Shell Alias for Quick Access
# ~/.bashrc or ~/.zshrc
alias review='python3 ~/scripts/code_review.py'
alias journal='python3 ~/scripts/journal_analyzer.py ~/journal/'
alias draft='python3 ~/scripts/artifact_generator.py --interactive'
# Example workflow:
# $ journal # Analyze this week's entries
# $ review src/app.py # Quick code check
# $ draft # Interactive document generation
The Bottom Line
Local AI automation isn't about replacing thought—it's about eliminating friction.
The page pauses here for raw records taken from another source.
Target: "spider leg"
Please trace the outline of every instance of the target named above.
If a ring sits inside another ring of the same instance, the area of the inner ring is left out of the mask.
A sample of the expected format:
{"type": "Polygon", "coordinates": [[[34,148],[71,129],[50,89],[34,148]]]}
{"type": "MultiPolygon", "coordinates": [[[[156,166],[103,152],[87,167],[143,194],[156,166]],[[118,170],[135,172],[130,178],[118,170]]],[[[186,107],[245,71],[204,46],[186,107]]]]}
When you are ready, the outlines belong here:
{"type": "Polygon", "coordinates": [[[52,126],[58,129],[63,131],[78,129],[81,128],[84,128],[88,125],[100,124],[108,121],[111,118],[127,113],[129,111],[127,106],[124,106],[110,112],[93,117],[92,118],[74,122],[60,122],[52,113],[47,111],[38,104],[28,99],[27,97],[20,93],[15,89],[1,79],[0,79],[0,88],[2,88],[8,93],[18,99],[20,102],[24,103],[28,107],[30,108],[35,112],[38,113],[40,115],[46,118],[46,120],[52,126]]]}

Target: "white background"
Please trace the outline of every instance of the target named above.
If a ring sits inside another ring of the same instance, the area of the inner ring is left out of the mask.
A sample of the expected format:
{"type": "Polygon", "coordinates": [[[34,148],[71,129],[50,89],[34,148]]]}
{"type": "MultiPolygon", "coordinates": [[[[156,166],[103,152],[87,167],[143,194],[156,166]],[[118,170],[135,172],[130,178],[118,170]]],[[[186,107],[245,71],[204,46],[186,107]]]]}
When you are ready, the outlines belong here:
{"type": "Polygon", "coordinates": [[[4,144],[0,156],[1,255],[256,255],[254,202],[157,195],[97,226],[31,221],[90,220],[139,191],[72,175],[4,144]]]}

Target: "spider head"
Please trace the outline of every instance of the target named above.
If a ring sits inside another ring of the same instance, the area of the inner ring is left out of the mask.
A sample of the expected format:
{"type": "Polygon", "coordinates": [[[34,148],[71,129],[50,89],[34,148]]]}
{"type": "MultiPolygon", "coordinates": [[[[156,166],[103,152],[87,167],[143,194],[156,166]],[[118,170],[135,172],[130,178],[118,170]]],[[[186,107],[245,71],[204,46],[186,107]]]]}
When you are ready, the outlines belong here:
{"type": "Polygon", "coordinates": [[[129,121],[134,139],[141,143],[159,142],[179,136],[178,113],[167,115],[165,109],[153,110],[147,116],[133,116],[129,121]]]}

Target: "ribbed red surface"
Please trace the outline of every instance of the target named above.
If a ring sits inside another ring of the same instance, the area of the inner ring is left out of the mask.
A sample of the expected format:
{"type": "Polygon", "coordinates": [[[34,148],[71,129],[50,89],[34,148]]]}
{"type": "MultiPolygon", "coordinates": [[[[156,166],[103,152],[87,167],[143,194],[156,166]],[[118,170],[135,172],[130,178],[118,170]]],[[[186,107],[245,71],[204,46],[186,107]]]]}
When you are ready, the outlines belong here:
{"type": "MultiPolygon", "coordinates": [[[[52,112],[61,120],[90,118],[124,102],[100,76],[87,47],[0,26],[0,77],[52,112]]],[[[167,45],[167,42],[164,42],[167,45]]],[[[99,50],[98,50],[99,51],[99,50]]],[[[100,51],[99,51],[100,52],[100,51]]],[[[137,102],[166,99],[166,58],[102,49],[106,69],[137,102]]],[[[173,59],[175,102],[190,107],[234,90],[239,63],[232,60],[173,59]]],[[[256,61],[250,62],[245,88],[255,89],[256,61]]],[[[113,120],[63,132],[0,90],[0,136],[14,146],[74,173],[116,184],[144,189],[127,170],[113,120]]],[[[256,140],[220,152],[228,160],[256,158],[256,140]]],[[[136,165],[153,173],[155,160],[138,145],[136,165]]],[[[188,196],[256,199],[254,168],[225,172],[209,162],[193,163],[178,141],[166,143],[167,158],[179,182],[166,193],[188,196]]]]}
The scripts above run in seconds, cost nothing per invocation, and never expose your data. Combined with a systematic approach to capturing your work (journals, git commits, meeting notes), they create a flywheel of continuous improvement.
Start with one script. Integrate it into your workflow. Add another when the first becomes habit. Within a month, you'll have a personalized productivity system that no SaaS subscription can match.